Romantic Love, at its core, is a spiritual insight. As a tool it is one of the most powerful we have for furthering the Soul's journey. But we have forgotten how to use it, and so it has become downright dangerous for us. Campbell's interpretation of the role of Romantic Love in the West was its capacity to introduce the novel idea of particularity into the primal drive of lust, possession and procreation. "This one and no other!" is the cry of the true lover. This face, and only this face, excites the yearning for: "... the individual, not as a member of some sanctified consensus through which he is given worth... but as an end and value in himself, unique in his imperfections, in his yearnings, in his process of becoming not what he "ought" to be, but what he is, actually and potentially; such a one as was never seen before." (Flight of the Wild Gander, Campbell)

This form of love, properly understood and experienced, unites the lower instincts with the energy of the heart (for the beloved) and of the mind (for the idea of love) and of the soul (for God). Further, it introduces a kind of sensitivity to spiritual ecology of which I was unaware until I began to notice that of the couples who came to me for premarital counseling, those who professed to be soulmates - that is they recognized in one another a deep familiarity, a bond with the resonance of eternity - immediately gravitated towards a sense of social responsibility in their wedding plans. It was not to merely celebrate their "us-ness" that they wanted a wedding, but to bless and extend the love to all who were present and even beyond their immediate circle.

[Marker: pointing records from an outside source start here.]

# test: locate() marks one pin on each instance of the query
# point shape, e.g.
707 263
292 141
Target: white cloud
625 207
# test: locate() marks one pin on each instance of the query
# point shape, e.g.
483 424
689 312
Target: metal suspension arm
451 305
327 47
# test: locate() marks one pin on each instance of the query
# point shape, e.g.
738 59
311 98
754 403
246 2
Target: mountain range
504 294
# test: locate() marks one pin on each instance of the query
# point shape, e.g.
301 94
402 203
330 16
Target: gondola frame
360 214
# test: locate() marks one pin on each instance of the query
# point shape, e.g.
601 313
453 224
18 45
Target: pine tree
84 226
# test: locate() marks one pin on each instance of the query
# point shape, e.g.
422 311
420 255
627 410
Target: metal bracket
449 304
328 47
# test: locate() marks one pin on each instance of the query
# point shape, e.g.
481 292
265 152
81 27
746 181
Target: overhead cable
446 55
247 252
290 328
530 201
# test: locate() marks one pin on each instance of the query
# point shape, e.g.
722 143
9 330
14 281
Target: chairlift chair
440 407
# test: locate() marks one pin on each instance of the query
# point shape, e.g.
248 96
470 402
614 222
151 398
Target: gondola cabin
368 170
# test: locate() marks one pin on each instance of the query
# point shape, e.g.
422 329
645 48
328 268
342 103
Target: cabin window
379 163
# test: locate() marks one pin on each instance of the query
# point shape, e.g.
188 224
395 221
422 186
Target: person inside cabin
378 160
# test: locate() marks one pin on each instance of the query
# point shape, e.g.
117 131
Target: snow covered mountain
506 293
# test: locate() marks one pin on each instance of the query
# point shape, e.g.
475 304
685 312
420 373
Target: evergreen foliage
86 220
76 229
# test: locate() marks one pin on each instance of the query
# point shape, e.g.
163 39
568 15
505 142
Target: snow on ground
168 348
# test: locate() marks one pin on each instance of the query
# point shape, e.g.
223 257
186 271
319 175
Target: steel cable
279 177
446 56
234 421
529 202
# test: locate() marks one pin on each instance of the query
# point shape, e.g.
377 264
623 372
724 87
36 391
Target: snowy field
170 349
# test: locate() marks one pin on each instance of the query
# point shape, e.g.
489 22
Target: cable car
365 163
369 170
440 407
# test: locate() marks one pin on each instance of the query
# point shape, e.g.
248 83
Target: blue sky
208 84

Reading history mythopoetically, that is with an eye toward its metaphoric content, has given me hope that we can recover the spiritual insights of the past. In the great myths, the great truths remain encoded as images and metaphors that the soul can decipher. For instance, the central plot of the emerging Western psyche, as depicted in The Quest for the Holy Grail, holds this scene of Parsival at the darkest moment of his trials:

Without hope and in despair, Parsival has abandoned his will, dropped the reins, and lets his horse meander. Over a bleak winter landscape the horse plods through empty fields until overhead, a screeching falcon pierces the breast of a wild goose, and three drops of hot, red blood fall into the cold, white snow. This image arrests Parsival so deeply that he is transfixed and in this state the memory of his wife, Condwiramurs, fills him completely. [Book VI, Chretien du Troyes]

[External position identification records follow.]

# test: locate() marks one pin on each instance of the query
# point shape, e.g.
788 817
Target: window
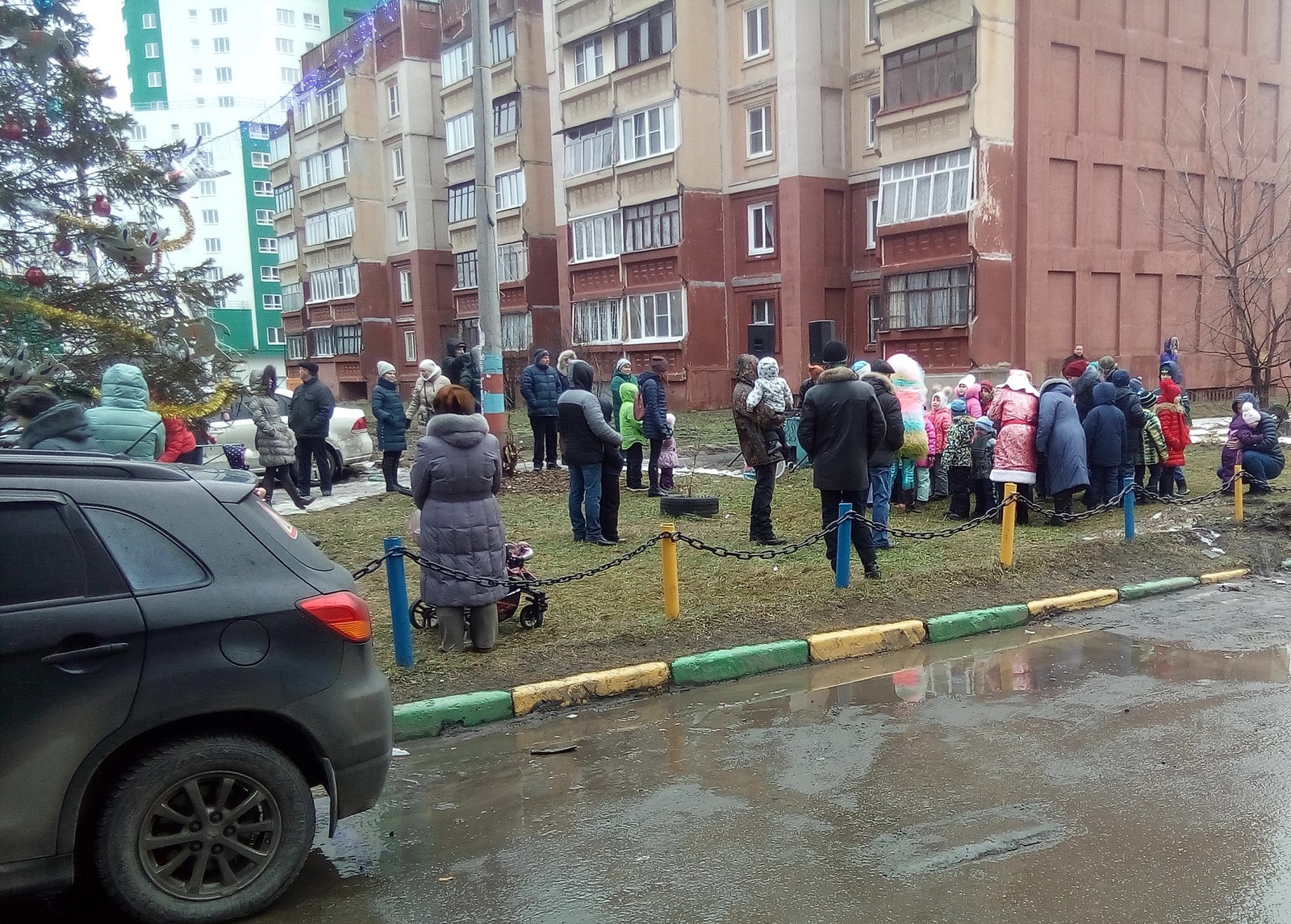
507 115
349 340
643 135
597 236
658 316
762 222
647 36
757 31
929 299
931 71
598 321
465 262
589 62
652 225
591 148
759 131
456 64
503 39
460 133
509 190
462 203
926 187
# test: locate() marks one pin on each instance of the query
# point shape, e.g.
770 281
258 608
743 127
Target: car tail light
344 613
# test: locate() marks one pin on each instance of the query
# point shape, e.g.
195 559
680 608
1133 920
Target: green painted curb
975 621
1138 592
428 717
729 663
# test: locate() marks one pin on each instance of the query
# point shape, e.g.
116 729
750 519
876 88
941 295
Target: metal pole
398 587
843 557
486 239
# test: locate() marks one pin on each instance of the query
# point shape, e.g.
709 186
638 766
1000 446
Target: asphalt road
1059 773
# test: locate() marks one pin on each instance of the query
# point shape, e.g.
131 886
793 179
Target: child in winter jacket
957 458
1174 428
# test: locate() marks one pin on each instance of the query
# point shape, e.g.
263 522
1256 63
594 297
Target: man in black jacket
310 418
841 428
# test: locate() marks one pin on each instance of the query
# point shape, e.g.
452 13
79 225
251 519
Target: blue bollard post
1129 502
843 560
398 587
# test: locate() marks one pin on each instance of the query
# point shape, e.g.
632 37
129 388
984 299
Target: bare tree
1230 199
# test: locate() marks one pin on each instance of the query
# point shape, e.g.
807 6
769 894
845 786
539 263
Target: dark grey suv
178 667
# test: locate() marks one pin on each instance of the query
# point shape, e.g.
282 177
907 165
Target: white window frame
762 228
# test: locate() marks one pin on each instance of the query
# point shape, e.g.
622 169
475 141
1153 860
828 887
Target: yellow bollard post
671 583
1006 529
1237 492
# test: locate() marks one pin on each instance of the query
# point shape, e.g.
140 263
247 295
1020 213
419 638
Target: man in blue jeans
587 437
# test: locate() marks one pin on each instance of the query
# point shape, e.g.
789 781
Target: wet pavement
1055 773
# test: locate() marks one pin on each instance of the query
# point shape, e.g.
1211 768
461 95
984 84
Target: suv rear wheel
204 830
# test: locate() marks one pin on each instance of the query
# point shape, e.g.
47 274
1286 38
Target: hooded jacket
843 429
61 429
123 422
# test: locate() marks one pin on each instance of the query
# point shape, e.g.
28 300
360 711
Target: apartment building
359 202
523 196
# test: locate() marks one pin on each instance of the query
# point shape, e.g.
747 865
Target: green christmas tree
88 226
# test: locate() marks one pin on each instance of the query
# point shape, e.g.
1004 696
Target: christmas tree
87 228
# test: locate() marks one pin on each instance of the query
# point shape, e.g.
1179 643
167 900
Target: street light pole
486 239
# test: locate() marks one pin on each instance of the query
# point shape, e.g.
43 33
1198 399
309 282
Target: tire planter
688 506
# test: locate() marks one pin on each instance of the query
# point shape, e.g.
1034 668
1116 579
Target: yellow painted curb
1215 577
584 687
1088 599
854 643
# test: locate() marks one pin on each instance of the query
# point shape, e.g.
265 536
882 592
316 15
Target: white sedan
348 439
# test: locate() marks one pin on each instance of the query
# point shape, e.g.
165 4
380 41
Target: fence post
843 557
671 583
1129 504
397 585
1007 521
1237 493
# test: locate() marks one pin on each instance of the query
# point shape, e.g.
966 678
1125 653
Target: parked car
181 666
348 441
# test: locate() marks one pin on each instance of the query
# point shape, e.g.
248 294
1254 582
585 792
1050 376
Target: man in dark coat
752 428
540 386
655 424
310 418
841 429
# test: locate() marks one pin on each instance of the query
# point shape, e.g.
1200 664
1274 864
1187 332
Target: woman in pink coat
1015 412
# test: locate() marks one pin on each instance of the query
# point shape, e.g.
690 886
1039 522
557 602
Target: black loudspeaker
762 340
819 333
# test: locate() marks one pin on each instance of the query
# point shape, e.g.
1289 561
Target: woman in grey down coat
455 483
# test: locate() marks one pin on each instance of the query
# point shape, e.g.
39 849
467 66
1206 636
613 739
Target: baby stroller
531 604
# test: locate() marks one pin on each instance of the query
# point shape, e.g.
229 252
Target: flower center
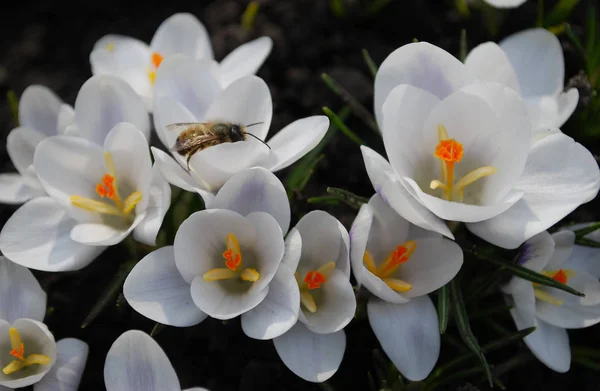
108 188
233 263
389 266
18 352
450 151
562 276
156 61
312 281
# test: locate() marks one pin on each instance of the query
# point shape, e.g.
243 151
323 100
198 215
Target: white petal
245 60
37 236
421 65
65 375
255 190
550 344
21 296
560 175
397 197
38 109
324 239
155 289
489 63
135 362
104 101
552 111
159 200
191 82
14 189
182 33
245 101
408 333
537 58
313 357
278 312
295 141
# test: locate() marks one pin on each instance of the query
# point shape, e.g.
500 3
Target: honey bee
197 136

Read rightly, this single image contains wisdom enough to re-ignite the quest - both Parsival's and ours!

Wherever you are in the cycle of love - coupled, in crisis, uncoupling, resting in solitude, answering the call of love for the first time - you can participate in the spiritual ecology of Romantic Love. It is our special task to sort through the perversions that have blinded us to the real meaning of this gift from our ancestors and take up, once again, the deep delights of reaching the One through devotion to "this One Only of the Many."